Thanks for that link.  I looked at it and several of the others linked with it after it played.  On the one you linked to I can see some some reuse of techniques.  It is also evident on the other Hankido videos.  I think I now better understand what you were talking about.  Nothing wrong with the techniques shown.  In the Hapkido I learned, we had some similar techniques for reacting to grabs and punches.  We had more though.  And we tended to just react to evade or free ourselves for a counter attack.  That Hankido is impressive to watch though, for sure.  But Hapkido has some of those same moves.

I guess it is like Tae Knon Do or Karate.  If all you do is block, punch and kick, you tend to get very good at blocking, punching and kicking.  In Hankido, if you are only learning 15 defenses, and 15 offenses, and combinations of them, you should get very good at them.

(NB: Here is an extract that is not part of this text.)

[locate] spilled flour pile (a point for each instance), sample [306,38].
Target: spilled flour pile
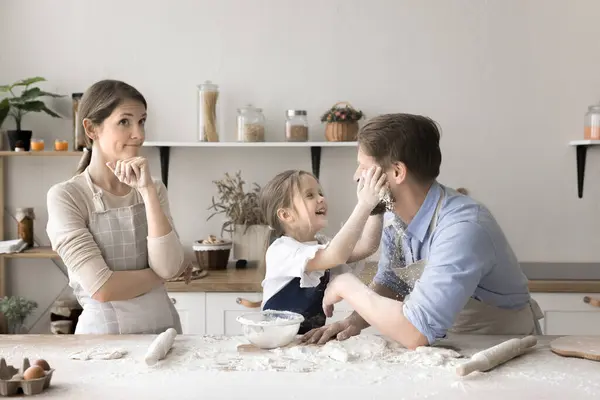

I wish you well.  I would think a combination of Hapkido and Hankido would have to be good, and give you more tools to work with.  I am sure that will happen, and you will continue to have fun with your MA studies.  I hope you will keep us informed of your impressions of Hankido since it seems most of us aren't familiar with it at this point.

EDIT:  I meant to comment on the video you linked to.  TKD and Karate students would do well to watch, especially where there is just the use of hands, to see if there is any similarity to movements in you kata, that you didn't understand before, or were explained as something else.


----------



## SuperFLY (Sep 23, 2011)

perfect Kotegaeshi in that vid right there


----------